At a talk at the conference I attended this week, my advisor advised (ha!) his auditors to get rid of the things in their lives that are "props for an imaginary existence." What kind of an imaginary existence, judging from my rejects, am I (not) living? Well, first of all, it's a scholarly one, but a scholarly life marked by ease. In my imaginary life, I am just about to pick up a bunch of scholarly projects that I've been just about to pick up for the past 6 years of so. Surely this summer is the one in which I'll really become proficient in German. And write 5 papers as well as finishing my dissertation. That'll really be no work at all. In fact, in my spare time, I might just take up a new hobby. One for which I have to purchase plenty of supplies.

I can be scornful of that imaginary life, but perhaps I can only laugh at it because it camouflages the more subtle one I also see in the list: an imaginary life of old fear. All these things on my list are old: old medicines, old tea, old pens; and many of them were also free, or very cheap: the disposable newborn diapers from the hospital, the dollar store picture frames from my apartment when I commuted, the old address labels. And staples? Please, I was saving staples?

These are things that are all easily replaced, but they seem to somehow represent something internal and irreplaceable: confidence in myself and in my reception by others. Maybe, in my perception of my own incompetence, I tend to gather these functional objects around me, in a kind of moat of utility. My own personal horses-and-chariots-of-Egypt. In the same way, I think, I wall myself off in a blaze of projects and activities, a welter of started-never-finished imaginary glories, to keep myself from knowing that there are still some parts of my soul and some relationships in my life that are damaged, and I may never be able to fix them.

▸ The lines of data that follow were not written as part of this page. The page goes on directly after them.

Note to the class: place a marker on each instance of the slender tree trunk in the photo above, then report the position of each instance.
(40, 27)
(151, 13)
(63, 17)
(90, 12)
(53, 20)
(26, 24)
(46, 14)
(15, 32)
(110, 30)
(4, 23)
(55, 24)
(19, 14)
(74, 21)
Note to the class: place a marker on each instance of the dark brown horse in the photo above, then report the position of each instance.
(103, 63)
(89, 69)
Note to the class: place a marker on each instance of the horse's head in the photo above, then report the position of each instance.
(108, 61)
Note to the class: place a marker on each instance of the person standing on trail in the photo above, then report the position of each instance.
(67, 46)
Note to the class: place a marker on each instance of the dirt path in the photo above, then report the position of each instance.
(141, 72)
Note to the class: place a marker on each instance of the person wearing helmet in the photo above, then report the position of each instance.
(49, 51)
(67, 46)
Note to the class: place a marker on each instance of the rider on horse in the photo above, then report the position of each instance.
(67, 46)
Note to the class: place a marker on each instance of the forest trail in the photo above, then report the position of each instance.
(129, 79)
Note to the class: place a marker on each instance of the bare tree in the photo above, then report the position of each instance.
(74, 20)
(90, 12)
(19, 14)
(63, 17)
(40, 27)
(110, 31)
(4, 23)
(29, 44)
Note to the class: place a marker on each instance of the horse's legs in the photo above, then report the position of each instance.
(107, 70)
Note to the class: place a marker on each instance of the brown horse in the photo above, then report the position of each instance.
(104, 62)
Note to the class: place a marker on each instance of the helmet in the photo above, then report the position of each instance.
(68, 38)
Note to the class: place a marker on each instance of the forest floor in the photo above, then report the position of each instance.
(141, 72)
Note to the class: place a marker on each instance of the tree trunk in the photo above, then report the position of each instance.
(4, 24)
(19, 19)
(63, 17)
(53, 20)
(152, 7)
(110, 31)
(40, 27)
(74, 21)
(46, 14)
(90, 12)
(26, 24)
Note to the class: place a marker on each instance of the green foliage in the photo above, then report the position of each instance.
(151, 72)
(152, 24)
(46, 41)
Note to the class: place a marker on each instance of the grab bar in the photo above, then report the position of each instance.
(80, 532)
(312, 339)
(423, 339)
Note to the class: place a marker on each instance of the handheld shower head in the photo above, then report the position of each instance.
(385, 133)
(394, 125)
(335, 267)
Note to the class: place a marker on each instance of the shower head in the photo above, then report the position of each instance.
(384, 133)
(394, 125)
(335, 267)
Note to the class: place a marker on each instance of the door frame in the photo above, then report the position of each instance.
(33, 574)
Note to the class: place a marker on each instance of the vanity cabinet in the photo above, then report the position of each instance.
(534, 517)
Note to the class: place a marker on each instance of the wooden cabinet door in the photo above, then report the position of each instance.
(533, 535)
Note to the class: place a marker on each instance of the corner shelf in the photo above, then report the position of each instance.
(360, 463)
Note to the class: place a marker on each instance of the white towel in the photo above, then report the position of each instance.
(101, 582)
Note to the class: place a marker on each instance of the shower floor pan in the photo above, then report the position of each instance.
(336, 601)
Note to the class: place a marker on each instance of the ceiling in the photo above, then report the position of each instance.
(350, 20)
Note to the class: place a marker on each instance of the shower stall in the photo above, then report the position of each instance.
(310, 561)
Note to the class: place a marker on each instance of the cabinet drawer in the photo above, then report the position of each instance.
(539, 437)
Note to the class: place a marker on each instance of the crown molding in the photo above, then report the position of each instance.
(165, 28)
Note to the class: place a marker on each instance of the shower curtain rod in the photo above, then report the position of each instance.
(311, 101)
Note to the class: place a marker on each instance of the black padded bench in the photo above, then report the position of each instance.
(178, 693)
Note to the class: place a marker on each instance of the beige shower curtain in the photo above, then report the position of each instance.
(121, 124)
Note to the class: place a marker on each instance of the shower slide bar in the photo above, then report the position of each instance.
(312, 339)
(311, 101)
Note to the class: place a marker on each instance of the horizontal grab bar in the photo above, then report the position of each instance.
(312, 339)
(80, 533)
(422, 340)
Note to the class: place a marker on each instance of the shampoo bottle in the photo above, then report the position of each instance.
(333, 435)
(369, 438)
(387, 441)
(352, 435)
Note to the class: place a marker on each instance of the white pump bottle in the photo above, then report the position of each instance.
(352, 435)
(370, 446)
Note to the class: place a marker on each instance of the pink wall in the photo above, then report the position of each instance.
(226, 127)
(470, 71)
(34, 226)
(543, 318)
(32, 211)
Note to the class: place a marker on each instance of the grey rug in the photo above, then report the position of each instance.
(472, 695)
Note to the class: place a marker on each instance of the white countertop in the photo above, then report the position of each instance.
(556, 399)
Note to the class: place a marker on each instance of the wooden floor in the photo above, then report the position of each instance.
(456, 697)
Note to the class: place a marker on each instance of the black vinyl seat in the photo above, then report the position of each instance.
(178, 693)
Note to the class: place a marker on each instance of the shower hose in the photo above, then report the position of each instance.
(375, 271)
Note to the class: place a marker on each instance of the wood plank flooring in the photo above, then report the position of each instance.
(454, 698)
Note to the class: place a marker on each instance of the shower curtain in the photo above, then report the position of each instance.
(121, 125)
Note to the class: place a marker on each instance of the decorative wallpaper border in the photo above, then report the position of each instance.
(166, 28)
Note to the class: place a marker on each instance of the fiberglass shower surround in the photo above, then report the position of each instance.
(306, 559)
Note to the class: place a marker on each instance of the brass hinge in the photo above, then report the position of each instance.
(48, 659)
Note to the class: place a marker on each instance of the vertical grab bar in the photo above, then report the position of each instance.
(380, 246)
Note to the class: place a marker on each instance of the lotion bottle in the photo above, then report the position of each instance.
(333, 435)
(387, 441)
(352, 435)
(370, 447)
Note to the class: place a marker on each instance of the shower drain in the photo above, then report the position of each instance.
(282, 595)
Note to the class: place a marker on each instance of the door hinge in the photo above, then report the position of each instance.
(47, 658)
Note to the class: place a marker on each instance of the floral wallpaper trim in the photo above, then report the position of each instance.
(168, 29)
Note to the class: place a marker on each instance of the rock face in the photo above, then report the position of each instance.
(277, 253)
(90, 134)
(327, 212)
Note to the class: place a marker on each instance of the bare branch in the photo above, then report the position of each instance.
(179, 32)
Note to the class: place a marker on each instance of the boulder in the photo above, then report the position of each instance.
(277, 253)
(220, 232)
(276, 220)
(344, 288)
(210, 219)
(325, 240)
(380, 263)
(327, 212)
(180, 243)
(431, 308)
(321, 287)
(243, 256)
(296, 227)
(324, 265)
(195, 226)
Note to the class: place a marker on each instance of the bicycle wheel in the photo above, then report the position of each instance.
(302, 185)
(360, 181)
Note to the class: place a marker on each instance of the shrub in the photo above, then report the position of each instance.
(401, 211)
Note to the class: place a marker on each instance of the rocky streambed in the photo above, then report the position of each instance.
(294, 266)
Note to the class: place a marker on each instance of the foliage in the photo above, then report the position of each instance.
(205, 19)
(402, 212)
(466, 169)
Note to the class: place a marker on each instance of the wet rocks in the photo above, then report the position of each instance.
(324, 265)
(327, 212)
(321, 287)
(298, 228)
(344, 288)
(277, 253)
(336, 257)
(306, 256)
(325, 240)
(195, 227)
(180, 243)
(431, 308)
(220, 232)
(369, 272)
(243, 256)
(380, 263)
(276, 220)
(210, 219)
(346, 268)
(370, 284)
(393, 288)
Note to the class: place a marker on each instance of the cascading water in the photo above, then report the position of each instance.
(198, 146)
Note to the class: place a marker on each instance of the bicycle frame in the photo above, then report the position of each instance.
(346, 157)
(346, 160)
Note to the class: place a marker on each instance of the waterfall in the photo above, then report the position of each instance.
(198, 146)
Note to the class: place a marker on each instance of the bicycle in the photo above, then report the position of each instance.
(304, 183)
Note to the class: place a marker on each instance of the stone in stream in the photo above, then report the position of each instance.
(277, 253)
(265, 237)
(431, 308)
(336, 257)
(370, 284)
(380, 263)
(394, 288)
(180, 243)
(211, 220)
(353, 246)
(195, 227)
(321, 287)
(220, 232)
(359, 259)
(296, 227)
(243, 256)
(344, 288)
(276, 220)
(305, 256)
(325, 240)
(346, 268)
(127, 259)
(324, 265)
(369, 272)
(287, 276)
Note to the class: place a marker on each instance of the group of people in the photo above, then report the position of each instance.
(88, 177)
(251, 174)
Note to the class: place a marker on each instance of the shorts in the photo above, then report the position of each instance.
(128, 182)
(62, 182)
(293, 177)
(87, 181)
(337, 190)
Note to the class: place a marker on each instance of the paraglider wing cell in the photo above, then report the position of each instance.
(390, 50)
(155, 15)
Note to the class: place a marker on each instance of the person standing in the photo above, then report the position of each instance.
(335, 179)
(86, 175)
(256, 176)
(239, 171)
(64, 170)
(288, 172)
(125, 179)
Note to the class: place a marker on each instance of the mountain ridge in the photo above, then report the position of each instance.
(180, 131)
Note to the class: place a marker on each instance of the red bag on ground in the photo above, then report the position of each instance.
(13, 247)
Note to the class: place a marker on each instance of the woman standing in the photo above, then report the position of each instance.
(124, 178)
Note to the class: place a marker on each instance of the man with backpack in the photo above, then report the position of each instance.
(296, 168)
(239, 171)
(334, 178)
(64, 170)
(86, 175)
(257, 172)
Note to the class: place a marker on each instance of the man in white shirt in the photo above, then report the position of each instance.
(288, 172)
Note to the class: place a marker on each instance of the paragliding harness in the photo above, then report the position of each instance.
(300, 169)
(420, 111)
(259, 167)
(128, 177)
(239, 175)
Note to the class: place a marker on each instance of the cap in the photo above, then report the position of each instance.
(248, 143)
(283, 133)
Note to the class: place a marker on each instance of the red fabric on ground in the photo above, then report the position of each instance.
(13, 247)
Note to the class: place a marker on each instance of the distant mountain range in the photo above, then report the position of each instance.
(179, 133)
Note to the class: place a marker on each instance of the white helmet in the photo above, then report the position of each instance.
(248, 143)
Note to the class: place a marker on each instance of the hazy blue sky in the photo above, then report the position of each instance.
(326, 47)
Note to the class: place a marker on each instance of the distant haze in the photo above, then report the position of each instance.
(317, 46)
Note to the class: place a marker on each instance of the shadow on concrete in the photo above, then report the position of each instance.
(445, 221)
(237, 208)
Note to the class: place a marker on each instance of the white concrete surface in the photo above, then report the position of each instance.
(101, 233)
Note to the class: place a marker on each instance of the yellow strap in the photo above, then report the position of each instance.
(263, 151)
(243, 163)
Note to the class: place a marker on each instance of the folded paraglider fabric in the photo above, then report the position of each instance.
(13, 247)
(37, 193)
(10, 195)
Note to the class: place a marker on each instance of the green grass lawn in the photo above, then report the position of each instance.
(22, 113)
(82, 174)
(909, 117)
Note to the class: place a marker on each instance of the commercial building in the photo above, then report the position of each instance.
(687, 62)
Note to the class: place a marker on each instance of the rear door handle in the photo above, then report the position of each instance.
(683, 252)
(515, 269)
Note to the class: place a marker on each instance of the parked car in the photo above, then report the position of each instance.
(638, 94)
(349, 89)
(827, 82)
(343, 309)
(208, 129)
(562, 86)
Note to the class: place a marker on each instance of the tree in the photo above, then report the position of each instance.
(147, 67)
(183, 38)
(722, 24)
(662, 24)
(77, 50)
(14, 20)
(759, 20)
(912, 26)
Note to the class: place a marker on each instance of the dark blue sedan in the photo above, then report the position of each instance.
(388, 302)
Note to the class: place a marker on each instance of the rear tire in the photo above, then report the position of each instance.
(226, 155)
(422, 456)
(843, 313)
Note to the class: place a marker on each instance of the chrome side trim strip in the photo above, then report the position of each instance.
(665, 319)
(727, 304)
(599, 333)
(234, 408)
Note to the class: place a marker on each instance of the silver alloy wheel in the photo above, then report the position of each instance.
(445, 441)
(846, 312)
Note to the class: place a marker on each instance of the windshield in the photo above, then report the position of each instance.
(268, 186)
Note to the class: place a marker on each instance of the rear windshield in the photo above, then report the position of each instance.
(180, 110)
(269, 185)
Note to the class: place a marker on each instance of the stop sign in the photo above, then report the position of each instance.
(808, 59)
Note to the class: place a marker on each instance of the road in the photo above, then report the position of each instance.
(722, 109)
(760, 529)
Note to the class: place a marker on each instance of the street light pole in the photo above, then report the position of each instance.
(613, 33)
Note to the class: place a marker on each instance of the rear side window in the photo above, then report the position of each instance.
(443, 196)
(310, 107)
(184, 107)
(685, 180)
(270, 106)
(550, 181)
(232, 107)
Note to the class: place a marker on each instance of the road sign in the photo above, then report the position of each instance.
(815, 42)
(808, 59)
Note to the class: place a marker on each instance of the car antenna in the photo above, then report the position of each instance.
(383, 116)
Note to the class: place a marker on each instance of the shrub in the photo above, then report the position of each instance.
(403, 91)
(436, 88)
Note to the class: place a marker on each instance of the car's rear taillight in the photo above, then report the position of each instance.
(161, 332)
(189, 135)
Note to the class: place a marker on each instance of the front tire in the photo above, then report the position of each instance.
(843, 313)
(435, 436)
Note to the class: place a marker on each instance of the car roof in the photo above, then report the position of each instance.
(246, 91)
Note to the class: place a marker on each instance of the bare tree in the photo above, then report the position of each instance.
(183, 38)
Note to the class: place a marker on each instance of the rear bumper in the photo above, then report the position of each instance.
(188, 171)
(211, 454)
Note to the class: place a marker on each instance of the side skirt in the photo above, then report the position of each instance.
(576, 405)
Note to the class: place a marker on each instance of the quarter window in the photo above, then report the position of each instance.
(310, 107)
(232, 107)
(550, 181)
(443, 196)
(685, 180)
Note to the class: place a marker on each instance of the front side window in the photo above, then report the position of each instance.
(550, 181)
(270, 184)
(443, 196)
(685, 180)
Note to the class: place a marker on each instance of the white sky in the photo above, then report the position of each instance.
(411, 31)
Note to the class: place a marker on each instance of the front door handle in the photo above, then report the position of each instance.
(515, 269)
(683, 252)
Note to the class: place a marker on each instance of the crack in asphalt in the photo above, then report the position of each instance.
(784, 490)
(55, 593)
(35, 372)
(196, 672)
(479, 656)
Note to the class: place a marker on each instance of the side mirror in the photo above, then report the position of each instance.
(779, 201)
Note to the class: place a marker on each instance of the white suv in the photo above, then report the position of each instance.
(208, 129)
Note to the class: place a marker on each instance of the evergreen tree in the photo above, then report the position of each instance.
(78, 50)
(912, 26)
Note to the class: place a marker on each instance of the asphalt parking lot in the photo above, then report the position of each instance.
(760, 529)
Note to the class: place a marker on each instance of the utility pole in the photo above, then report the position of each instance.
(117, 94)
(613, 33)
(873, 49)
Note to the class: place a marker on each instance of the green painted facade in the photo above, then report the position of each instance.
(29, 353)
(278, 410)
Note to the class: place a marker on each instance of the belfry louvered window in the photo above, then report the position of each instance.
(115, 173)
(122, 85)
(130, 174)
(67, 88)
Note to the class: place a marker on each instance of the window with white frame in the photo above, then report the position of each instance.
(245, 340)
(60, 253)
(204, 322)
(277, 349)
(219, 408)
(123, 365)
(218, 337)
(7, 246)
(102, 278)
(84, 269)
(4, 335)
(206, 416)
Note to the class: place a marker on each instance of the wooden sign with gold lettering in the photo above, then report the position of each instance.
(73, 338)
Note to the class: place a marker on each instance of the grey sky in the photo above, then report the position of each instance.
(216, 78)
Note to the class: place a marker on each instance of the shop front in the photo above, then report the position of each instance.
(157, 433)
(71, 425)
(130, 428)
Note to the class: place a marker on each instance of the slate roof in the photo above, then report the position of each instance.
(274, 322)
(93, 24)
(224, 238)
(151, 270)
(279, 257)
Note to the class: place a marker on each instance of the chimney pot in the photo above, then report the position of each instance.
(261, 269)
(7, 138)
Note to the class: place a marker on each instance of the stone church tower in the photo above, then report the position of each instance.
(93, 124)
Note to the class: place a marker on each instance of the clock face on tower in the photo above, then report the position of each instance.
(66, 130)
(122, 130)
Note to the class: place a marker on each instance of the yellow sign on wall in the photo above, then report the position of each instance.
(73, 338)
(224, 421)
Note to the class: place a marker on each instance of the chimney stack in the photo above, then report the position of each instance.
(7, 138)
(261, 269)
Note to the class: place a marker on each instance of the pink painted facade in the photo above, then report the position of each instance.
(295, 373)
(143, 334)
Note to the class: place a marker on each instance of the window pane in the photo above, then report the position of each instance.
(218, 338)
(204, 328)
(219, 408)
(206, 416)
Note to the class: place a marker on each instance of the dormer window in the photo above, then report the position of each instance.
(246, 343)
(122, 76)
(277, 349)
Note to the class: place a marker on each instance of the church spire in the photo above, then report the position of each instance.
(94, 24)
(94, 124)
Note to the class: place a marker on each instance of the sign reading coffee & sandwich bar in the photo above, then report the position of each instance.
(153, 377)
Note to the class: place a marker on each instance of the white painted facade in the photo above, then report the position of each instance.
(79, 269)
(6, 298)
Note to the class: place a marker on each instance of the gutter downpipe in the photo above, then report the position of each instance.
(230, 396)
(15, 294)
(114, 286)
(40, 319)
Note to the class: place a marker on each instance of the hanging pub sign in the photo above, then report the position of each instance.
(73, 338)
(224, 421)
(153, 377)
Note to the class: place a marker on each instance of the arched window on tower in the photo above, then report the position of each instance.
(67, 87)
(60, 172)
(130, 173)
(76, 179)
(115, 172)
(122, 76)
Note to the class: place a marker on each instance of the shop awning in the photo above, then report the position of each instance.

But now I have one relationship in my life that I feel I really can't afford to screw up, even for such an imaginary peace. Therefore the five real things I think I should get rid of this week are old fear, old defensiveness, cowed silence, social anxiety, and fearful avoidance.

Can I do it?

Not alone.

"Alas for those who go down to Egypt for help
and who rely on horses,
who trust in chariots because they are many
and in horsemen because they are very strong,
but do not look to the Holy One of Israel
or consult the Lord!" (Isaiah 31)

Saturday, June 02, 2007

HOW many fewer?

Browsing through blogs I stumbled on a woman's blog that I am really enjoying reading a bit, Quantum Theology. She has a discipline (oops, Talal Asad again) going on right now where she trashes, recycles, or gives away 50 categories of things in her house every week. Wow. Not just 50 objects (I could do this indefinitely and not notice, I suspect) but 50 categories of things she is keeping that she doesn't need to be keeping. Then, as she says, "Choosing to count "classes" of stuff rather than total items has had the benefit of letting me discern once about the need for an item and then each new encounter doesn't require repeating the process."
I'm not sure I'm ready for 50 a week, but I definitely need this discipline. I'm going to start the process at 5 and see how it goes. (Yes, I'm one of those people that walk into cold water instead of diving right in.) The process depends on keeping a list of the things you're eliminating. Here, I guess, why not.